Our past City Councils have given city staff a long leash, so long in fact the roles of those who should lead and those who should follow have been reversed. That is to say, the city’s management staff have now taken the role of directing the council.
“Tourist” is the moniker given to a council member by some city staff. Council directives seem as merely small course deviations for the city’s bureaucratic prime directive: to acquire more staff under management and more management control over the taxpayer and public.
After decades of City Council neglect of defining and monitoring duties, direction and philosophy of management for city staff, the city’s bureaucracy has embraced a method of control absent from most municipalities. We call this method of control, “Circles of Mutual Benefit and Defense” (CIMBAD).
An example of CIMBAD is as follows:
Take an ordinance of the Aspen municipal code, usually complex, convoluted, overly detailed, filled with ambiguities and contradictions, and put it at the center. Surrounding the center is the first circle of defense, a protective perimeter barring any change or alternate interpretation of the code.
Members of this inner circle of defense are: the city manager, city attorney, department heads and staff, all united in solidarity of purpose, where truth may have no place. The municipal code is the baby of the city’s bureaucracy and no one is going to touch their baby.
Outside this inner circle is another circle, complimentary and concentric to the inner circle. This outside concentric circle defends the municipal code indirectly through negotiation and mediation, so giving members of both circles the illusion of credibility, purpose and justification.
The outer circle is comprised of lawyers, architects and ex-city planners. The outer circle’s reinforcement and endorsement of the inner circle is rewarded by city staff acquiescing and recommending mediation to the City Council, but the code is rarely changed.
The financial best interests for all members of both circles is met by refraining from simplifying, streamlining or loosening the reins of excessive control mandated by the municipal code. It’s one cozy, mutually beneficial relationship.
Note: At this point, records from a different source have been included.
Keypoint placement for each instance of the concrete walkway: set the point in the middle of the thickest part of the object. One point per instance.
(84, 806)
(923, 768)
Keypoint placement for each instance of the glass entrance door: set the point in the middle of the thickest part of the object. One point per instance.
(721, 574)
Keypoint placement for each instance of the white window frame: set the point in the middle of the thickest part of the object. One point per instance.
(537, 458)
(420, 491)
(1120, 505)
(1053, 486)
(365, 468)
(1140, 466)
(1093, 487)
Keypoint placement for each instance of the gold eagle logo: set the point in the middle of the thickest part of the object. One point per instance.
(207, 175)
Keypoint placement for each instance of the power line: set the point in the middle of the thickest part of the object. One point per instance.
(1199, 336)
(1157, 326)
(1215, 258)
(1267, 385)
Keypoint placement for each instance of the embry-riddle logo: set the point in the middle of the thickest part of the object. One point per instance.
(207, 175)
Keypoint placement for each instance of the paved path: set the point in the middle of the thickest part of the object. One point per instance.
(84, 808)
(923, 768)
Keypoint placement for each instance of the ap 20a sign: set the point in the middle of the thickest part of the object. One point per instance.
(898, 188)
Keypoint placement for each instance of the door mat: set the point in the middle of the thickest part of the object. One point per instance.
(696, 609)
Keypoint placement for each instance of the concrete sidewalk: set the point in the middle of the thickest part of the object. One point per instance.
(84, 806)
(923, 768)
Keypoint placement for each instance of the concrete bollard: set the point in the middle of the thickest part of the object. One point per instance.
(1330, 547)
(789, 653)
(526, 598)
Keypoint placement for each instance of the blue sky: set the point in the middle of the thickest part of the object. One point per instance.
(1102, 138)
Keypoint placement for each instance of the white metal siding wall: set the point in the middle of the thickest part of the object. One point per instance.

Additionally, any cronyism, nepotism, entitlements or bribes which may exist between members of the concentric circles will further galvanize their solidarity. The only power capable of penetrating the inner circle’s defenses to align the code with common sense is the City Council, which historically has lacked the initiative or the resolve to do so.
Two standout examples of CIMBAD in Aspen are: the HPC and the Aspen Parks Department. With such a tacit understanding between resident consultants, committees and city staff, with Aspen’s blatant undercurrent of perniciousness to the property and business owner, the proverbial losers will always be the taxpayer, the public and, ironically, the city of Aspen (by the resultant loss of market share).